In this study, researchers from the United States sought to analyze the causes of this disparity in survival.
|African Americans were treated less often with chemotherapy and radiation therapy than Caucasians.|
The research team performed a retrospective study of patients with colorectal carcinoma.
The team evaluated the impact of treatments received, as well as the role of socioeconomic factors such as income, education, and poverty levels.
The overall survival of African Americans and Caucasians, stage at presentation, treatment received, and socioeconomic factors were analyzed using the institution's tumor registry, and 1990 census data.
The research team found that the overall survival of African American patients was worse compared with Caucasians, both due to all causes and cancer-related deaths.
They calculated the relative risk of death due to all causes to be 1.4 for African Americans, 4.3 for patients with Stage IV disease, and 2.3 for patients not undergoing surgery.
Following multivariate adjustment for gender, site, socioeconomic factors, and therapeutic modalities, the relative risks for death were 1.5 for African Americans, 1.4 for patients 60 years of age or older, and 4.2 for Stage IV disease.
Furthermore, the team found that the survival difference between African Americans and Caucasians, was not influenced by income, poverty level, or education.
However, African Americans were treated less frequently with chemotherapy and radiation therapy compared with their Caucasian counterparts.

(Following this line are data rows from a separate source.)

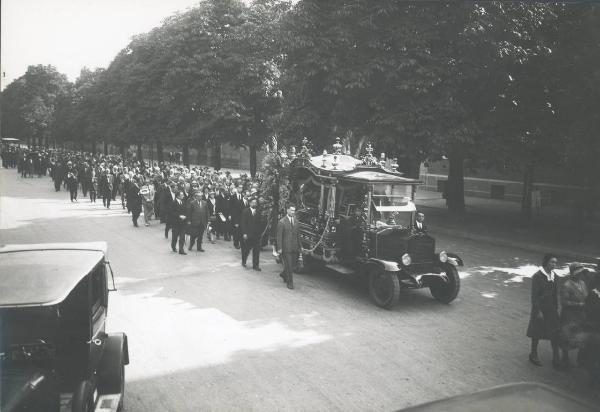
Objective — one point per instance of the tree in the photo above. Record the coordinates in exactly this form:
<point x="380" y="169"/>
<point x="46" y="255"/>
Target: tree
<point x="29" y="104"/>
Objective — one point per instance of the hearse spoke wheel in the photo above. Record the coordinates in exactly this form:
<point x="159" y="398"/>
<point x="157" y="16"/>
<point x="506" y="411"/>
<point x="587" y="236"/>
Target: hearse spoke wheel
<point x="83" y="398"/>
<point x="122" y="402"/>
<point x="384" y="288"/>
<point x="443" y="291"/>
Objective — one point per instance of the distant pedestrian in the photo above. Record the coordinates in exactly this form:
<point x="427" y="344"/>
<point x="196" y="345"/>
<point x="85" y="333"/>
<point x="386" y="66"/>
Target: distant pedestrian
<point x="197" y="213"/>
<point x="288" y="244"/>
<point x="147" y="193"/>
<point x="250" y="229"/>
<point x="419" y="226"/>
<point x="178" y="220"/>
<point x="544" y="320"/>
<point x="572" y="297"/>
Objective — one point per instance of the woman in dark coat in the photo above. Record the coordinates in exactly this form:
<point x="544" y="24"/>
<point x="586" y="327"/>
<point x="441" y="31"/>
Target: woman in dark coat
<point x="544" y="321"/>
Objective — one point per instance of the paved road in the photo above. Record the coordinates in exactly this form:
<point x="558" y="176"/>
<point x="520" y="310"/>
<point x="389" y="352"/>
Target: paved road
<point x="205" y="334"/>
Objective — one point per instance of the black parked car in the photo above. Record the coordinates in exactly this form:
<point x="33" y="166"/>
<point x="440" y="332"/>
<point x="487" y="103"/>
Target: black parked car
<point x="55" y="354"/>
<point x="357" y="217"/>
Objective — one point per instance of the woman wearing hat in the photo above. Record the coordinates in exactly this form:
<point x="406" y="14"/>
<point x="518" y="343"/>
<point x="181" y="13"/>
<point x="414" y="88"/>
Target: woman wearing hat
<point x="544" y="320"/>
<point x="572" y="297"/>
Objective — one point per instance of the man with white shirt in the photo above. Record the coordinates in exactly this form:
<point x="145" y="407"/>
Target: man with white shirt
<point x="419" y="225"/>
<point x="288" y="244"/>
<point x="251" y="232"/>
<point x="178" y="220"/>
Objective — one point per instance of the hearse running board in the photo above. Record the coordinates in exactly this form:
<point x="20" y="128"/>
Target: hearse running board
<point x="344" y="270"/>
<point x="104" y="403"/>
<point x="108" y="403"/>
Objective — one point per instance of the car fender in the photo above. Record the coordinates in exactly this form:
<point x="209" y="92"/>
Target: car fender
<point x="454" y="259"/>
<point x="115" y="354"/>
<point x="387" y="265"/>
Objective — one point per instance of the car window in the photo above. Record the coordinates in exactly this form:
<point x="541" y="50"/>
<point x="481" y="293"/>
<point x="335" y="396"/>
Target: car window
<point x="97" y="279"/>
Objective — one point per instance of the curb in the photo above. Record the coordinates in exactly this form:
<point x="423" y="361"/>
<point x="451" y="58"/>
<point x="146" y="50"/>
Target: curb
<point x="577" y="256"/>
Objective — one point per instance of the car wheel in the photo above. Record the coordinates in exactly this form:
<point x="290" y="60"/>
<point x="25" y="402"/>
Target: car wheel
<point x="310" y="263"/>
<point x="83" y="397"/>
<point x="446" y="291"/>
<point x="384" y="288"/>
<point x="122" y="402"/>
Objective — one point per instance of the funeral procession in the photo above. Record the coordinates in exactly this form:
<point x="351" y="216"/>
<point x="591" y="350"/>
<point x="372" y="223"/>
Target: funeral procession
<point x="299" y="205"/>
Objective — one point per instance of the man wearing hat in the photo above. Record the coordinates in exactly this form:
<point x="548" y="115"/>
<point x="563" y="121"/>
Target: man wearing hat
<point x="251" y="231"/>
<point x="72" y="181"/>
<point x="107" y="182"/>
<point x="197" y="213"/>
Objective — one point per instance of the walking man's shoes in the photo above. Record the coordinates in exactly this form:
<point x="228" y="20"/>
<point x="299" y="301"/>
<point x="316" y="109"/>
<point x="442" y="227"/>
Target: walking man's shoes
<point x="534" y="360"/>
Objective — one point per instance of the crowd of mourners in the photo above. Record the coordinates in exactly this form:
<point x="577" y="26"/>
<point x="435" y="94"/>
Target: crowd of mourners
<point x="210" y="205"/>
<point x="200" y="202"/>
<point x="566" y="311"/>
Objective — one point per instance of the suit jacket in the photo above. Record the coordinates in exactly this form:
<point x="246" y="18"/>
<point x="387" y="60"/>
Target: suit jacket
<point x="288" y="236"/>
<point x="176" y="210"/>
<point x="417" y="230"/>
<point x="212" y="208"/>
<point x="250" y="225"/>
<point x="235" y="209"/>
<point x="197" y="213"/>
<point x="223" y="204"/>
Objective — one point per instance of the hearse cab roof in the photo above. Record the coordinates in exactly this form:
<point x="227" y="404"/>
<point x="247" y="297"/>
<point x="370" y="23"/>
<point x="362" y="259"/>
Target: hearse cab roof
<point x="44" y="274"/>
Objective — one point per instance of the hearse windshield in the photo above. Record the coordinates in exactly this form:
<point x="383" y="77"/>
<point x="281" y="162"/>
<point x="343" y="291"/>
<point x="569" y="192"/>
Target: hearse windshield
<point x="392" y="206"/>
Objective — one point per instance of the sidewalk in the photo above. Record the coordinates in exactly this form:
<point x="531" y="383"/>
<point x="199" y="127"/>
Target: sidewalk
<point x="499" y="222"/>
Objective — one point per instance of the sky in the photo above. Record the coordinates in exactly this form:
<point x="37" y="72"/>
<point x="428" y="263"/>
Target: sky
<point x="71" y="34"/>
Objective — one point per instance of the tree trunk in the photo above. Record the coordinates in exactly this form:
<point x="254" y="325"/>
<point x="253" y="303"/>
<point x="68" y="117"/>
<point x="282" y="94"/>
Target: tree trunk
<point x="527" y="188"/>
<point x="253" y="161"/>
<point x="217" y="155"/>
<point x="455" y="186"/>
<point x="412" y="168"/>
<point x="186" y="154"/>
<point x="159" y="152"/>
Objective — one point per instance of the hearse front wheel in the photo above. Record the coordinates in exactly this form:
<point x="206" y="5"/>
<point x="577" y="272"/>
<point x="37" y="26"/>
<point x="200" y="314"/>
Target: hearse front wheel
<point x="446" y="291"/>
<point x="83" y="397"/>
<point x="384" y="288"/>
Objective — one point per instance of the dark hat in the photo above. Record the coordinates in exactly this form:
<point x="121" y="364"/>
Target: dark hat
<point x="576" y="267"/>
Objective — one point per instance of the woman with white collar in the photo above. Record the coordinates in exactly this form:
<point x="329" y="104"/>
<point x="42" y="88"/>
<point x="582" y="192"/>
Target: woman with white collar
<point x="544" y="320"/>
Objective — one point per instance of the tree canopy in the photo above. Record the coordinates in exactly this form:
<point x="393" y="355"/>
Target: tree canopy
<point x="492" y="84"/>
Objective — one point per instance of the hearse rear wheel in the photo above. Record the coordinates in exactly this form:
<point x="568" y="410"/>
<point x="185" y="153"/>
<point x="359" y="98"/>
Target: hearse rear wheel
<point x="443" y="291"/>
<point x="384" y="288"/>
<point x="83" y="398"/>
<point x="122" y="402"/>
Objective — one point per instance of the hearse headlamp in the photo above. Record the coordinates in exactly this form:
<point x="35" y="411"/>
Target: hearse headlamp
<point x="406" y="260"/>
<point x="443" y="256"/>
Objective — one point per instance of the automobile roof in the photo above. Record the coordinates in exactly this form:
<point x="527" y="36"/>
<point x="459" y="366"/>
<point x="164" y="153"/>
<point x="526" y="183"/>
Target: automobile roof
<point x="44" y="274"/>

Dr Rangaswamy Govindarajan's team concluded, "African American patients with colorectal carcinoma have a poorer prognosis compared with Caucasians".
"This discrepancy may be due to decreased utilization of chemotherapy and radiation therapy".
"Socioeconomic factors and lack of access to health care do not entirely explain the worse prognosis of African Americans".
"These factors should be identified and dealt with to improve the health care of African American patients with various malignant disorders".